D. Sfoglia was off duty and parked in front of a convenience store in the 4900 block of Edgewood Road in College Park, Maryland, Jan. 25 about 5:10 p.m. when he saw a man collapse inside the store. Sfoglia immediately ran inside to evaluate him.

“I worked as a campus public safety officer at New York Institute of Technology along with being a firefighter at Amityville Fire Department for three years,” said Sfoglia. “During the incident I took control of the scene and my prior experience kicked in. I was calm and was only thinking about helping the [victim] the best way I could.”

The man was not breathing and appeared to be unconscious. When Sfoglia heard a loud beeping, he realized the man had a pacemaker that stopped working. He told the employees to call 911 while he reset the pacemaker, but the man remained unresponsive and without a pulse.

Sfoglia performed chest compressions, and the man regained consciousness and began to breathe after a few minutes.

“I was asking him his name, age, if he knew where he was, and of course to stay with me,” said Sfoglia.

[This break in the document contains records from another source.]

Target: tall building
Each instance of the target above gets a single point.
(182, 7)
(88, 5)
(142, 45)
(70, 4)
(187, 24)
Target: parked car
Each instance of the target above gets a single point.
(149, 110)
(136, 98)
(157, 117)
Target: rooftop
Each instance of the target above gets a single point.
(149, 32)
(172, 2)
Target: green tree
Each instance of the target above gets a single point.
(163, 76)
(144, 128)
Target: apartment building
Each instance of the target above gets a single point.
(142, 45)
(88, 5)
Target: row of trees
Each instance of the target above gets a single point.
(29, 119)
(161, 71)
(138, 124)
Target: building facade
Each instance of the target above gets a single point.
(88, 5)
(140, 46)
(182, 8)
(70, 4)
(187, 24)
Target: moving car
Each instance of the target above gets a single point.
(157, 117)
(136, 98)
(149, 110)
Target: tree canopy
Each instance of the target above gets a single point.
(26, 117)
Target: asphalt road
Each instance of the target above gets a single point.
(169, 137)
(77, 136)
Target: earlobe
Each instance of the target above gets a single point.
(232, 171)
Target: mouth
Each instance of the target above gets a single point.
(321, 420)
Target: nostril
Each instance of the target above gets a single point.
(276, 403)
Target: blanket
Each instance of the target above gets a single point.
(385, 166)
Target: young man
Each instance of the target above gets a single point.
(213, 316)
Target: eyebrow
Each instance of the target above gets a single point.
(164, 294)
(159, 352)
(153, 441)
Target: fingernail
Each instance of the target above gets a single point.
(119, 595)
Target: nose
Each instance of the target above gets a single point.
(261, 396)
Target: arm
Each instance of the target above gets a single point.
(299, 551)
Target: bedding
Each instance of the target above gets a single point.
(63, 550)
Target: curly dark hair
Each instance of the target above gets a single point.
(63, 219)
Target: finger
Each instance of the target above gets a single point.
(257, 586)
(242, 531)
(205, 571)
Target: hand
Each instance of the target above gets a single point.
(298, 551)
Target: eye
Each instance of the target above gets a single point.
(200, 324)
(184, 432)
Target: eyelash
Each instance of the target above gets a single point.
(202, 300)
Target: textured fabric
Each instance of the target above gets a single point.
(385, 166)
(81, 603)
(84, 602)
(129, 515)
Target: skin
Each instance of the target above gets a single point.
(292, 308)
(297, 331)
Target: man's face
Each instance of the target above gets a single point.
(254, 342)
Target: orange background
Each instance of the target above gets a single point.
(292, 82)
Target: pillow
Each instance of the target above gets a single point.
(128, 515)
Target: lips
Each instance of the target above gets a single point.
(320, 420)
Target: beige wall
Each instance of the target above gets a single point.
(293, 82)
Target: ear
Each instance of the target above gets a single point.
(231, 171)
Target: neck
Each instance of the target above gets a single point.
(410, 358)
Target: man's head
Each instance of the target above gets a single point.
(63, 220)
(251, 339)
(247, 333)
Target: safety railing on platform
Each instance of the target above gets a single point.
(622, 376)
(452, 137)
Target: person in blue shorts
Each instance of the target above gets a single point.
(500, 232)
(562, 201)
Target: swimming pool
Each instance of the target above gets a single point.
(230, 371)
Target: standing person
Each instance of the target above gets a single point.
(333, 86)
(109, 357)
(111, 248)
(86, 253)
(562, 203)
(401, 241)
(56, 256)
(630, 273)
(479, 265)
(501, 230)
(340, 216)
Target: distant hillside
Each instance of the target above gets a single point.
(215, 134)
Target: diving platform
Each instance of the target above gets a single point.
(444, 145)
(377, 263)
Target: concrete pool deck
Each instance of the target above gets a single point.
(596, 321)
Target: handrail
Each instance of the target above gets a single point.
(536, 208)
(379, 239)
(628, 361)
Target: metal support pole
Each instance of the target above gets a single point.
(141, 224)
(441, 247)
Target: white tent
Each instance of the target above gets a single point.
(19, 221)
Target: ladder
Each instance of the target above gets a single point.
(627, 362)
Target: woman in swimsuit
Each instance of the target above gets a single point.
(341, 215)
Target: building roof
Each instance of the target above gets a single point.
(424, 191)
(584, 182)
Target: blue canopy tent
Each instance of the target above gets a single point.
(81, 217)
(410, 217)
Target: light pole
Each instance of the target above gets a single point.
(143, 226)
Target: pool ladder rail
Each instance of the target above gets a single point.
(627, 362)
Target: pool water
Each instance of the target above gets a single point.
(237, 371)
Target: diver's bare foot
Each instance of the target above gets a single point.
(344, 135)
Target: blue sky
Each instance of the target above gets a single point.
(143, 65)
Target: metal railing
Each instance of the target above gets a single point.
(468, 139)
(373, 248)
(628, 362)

Prince George’s Fire and Emergency Medical Services took the man to the hospital.

“His quick thinking undoubtedly saved this [mans] life,” said Sgt. Patrick Loftus, who is Sfoglia’s direct supervisor at the academy. “His actions illustrate that police officers are never truly off duty. Police officers (and recruits) have an innate desire to help others. It doesn’t matter if we are on duty or off duty, or in another state, we will step up, take action, and do what we do best – protect the public and save lives.”

“Being a police officer was something I wanted to do for a long time," Sfoglia said. "Helping people and making a difference is my passion.”